What do you get when you mix societal commentary, no nonsense feminism, lots of reverb and a sprinkling of profanity? You get Greta Isaac’s monster of a track ‘How To Be A Woman’, and let me tell you, it’s no joke.
With this track, you’re hooked from the off. We’re greeted by an arpeggiated choir sound reminiscent of Coolio, and texturally the slight distortion, vinyl-esque crackle and heavy reverb providing the listener with an intriguing yet eerie opening few seconds.
After an 8 bar system, we’re swiftly slapped in the face with the first lyric, “Look pretty, shut up”. This opening sentiment from Greta, 26, sets the narrative for the track which is none too familiar for all female listeners with a social media account, and let’s face it, working lungs. So as not to detract from the important subject matter of the opening lyrics, the production here takes a back seat with a simple bass and kit duo to support the singer’s delicate tone.
From here the track develops, harmonies lending a thickened texture to the vocals as Isaac bounces along one note saying “Remember just as long as you stay unhappy yeah, that’s good for me”. Wether she’s speaking through the lips of societal construct or an abusive partner, you choose.
I opt for the former as we launch into a pre-chorus with a real sense of rising energy. The heartbeat of the buildup comes in the form of an on-the-beat kick drum, driving us forward with eager anticipation toward the satisfaction of a chorus. But first we’ve got some serious lyrical content to swallow. “Say you’ve got my back and then you fail me” speaks to me of a young woman who is surrounded by societies unrelenting tendency to throw ideals of conventional beauty in her face at every turn, but is the first to tear her down if it even catches a whiff of individuality. “You win, I don’t know a better way to do this, is there a book on how to be a woman?” Isaac desperately cries, screaming honest relatability to anybody that’s craved guidance on coping with the incessive scrutiny of the world we live in.
Next, we arrive at the chorus. But instead of the big pop-drop we were all expecting, we get pure, accented confidence. Calling back and forth with the bass and drums we heard in the verse, Greta proclaims “All I know is I don’t ever wanna be you”. For me this screams refusal to conform to the system, a pushback on the conformity. Very punk-rock.

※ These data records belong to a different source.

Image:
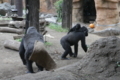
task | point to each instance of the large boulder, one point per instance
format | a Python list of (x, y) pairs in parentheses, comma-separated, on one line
[(5, 8)]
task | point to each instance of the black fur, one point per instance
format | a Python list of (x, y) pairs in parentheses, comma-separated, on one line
[(27, 45), (72, 39)]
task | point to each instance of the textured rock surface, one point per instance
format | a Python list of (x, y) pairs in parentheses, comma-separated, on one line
[(99, 64), (107, 14)]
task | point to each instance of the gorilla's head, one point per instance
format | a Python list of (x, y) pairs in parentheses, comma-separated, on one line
[(85, 30), (77, 26), (31, 30)]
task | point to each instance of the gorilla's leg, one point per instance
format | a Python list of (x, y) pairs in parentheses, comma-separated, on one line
[(29, 63), (22, 53), (66, 46), (39, 67)]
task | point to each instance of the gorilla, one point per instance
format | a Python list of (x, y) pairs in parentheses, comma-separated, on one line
[(72, 39), (27, 46)]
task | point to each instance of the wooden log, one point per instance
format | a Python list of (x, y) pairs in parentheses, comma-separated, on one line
[(12, 44), (11, 30)]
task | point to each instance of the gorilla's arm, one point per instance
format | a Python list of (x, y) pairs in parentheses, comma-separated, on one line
[(83, 44), (22, 52)]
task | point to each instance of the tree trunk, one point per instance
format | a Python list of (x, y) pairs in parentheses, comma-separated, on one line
[(67, 14), (19, 7), (34, 13)]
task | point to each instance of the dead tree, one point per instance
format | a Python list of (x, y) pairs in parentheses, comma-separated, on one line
[(19, 7), (32, 17), (67, 14)]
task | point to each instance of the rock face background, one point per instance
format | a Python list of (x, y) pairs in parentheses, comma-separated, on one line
[(99, 64), (107, 14)]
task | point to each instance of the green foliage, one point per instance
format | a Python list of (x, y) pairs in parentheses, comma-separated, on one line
[(57, 27), (48, 44), (19, 40), (58, 6)]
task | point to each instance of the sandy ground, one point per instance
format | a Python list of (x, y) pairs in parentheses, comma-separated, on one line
[(11, 65)]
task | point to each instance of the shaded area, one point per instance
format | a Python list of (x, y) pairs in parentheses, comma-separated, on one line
[(89, 11)]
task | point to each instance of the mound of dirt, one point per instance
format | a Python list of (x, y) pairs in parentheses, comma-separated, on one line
[(101, 63)]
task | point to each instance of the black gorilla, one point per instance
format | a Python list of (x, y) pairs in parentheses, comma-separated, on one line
[(27, 45), (72, 39), (75, 28)]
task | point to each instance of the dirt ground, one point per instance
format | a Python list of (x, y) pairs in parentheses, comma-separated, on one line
[(12, 66)]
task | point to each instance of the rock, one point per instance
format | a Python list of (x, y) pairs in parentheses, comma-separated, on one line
[(107, 14), (4, 8), (100, 63)]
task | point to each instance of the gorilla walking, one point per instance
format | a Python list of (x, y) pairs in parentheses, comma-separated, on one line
[(27, 45)]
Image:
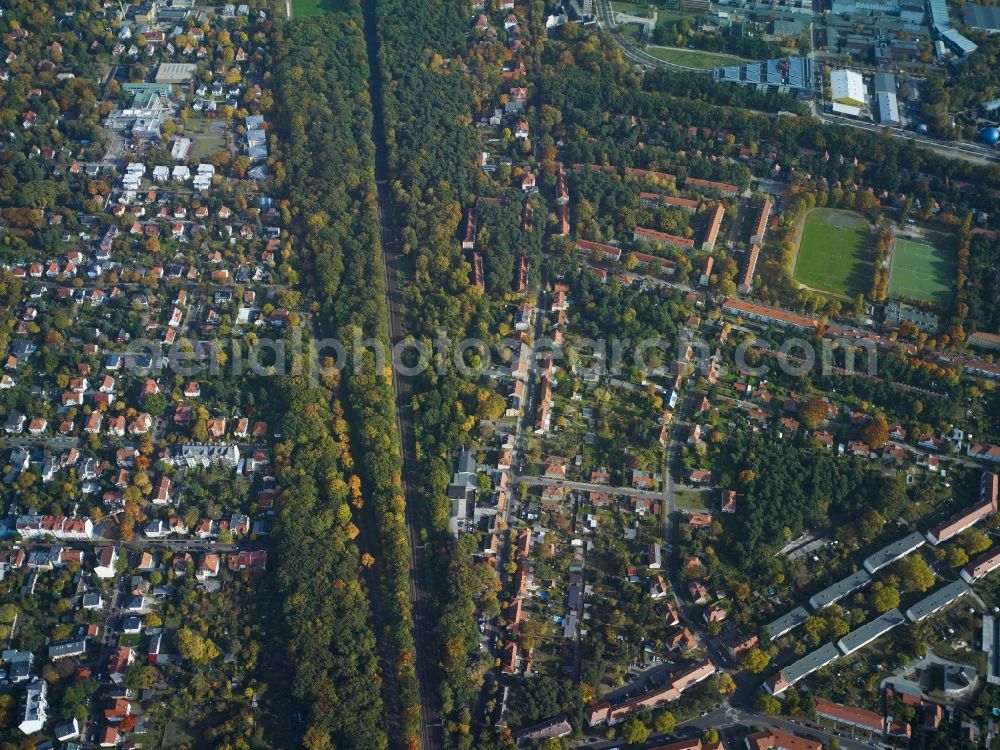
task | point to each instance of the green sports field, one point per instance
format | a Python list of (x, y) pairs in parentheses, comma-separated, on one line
[(835, 253), (921, 271)]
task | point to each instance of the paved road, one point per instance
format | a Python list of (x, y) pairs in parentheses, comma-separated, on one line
[(605, 18)]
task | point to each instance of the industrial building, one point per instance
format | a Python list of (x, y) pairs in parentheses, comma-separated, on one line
[(950, 36), (847, 87), (982, 17), (787, 75), (175, 72), (887, 108)]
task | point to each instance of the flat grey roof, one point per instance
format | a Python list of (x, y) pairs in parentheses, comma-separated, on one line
[(870, 631), (840, 589), (938, 600), (786, 622), (810, 663), (889, 554)]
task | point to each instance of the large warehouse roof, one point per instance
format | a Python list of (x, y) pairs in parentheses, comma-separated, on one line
[(847, 87)]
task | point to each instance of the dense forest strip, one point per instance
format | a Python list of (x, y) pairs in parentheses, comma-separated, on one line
[(429, 102), (423, 624), (325, 169)]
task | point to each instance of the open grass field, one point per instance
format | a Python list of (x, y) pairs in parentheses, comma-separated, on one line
[(692, 58), (835, 253), (921, 271), (692, 500)]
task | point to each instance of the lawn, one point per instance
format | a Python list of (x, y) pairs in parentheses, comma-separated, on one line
[(204, 146), (304, 8), (692, 58), (835, 253), (691, 500), (921, 271), (633, 9)]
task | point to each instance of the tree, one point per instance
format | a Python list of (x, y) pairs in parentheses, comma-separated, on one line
[(755, 660), (957, 557), (914, 573), (876, 432), (194, 647), (768, 704), (634, 732), (885, 598), (974, 541), (664, 722), (724, 684), (813, 412)]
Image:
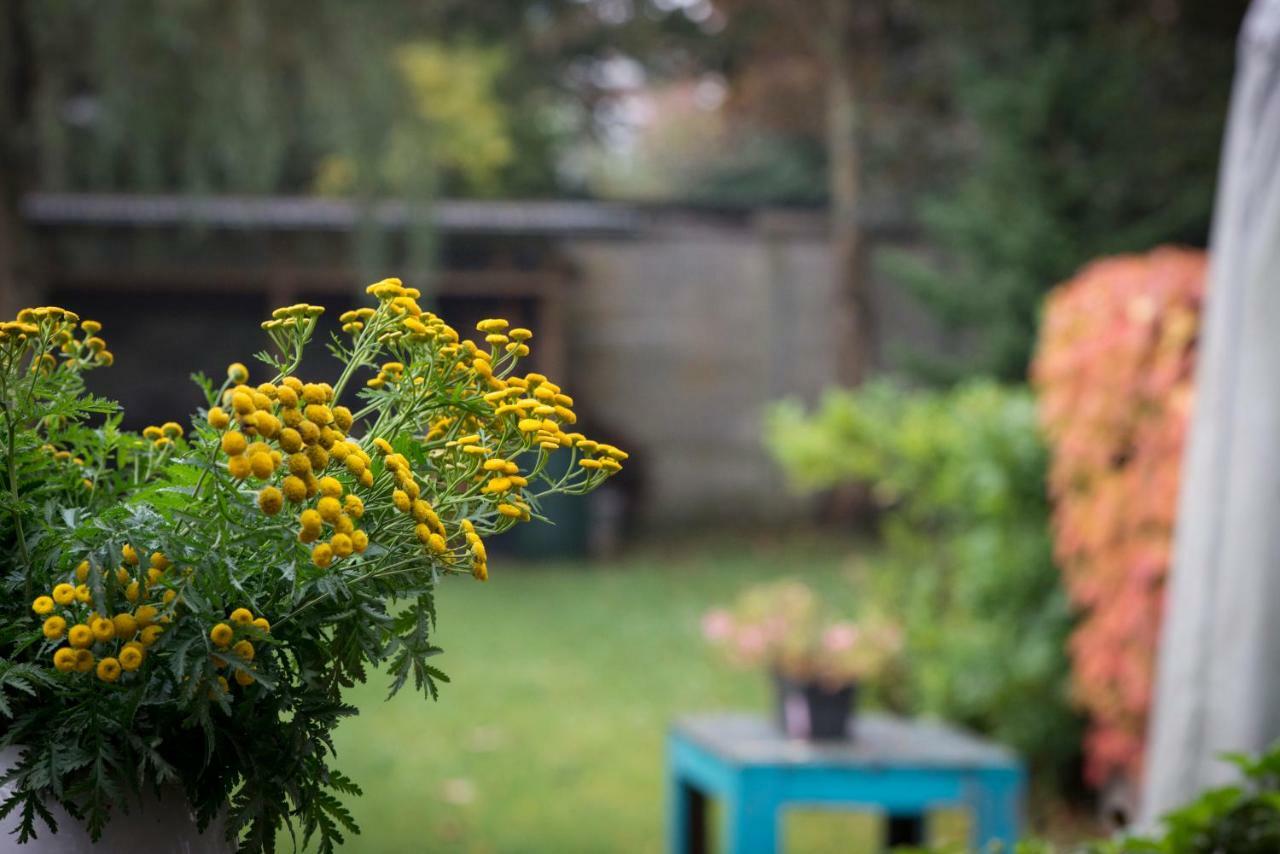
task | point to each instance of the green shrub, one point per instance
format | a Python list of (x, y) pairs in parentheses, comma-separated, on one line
[(959, 476)]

In classic pop style, act two propels forward in much the same way as we were treated to originally, but if it ain’t broke don’t fix it. However this time during the verse, much to my satisfaction, vocals are dropped for a bit of spoken word. What sounds like an excerpt from a voicemail proclaims “we live in a society that preys on our deepest insecurities in order to drive perpetual economic growth”. As we swallow that truth bomb the familiarity of verse one returns, and we plough straight back into the sub-bass backed energy rising pre-chorus once again, further coloured by wonderfully bright octaves in the backing vocals, before skipping on through to the final chorus (twice over and with an f bomb for good measure). Texturised with a familiar counter-melody first heard at the track’s genesis, the final revolutions of a chorus I’ll be whistling as I work all week book end brilliant track from this talented and inspiring young woman.
Focal points? Lyrical depth. Gripping production. Textural diversity. I know I’ll definitely be keeping on top of whatever Greta has to offer up next. What about you?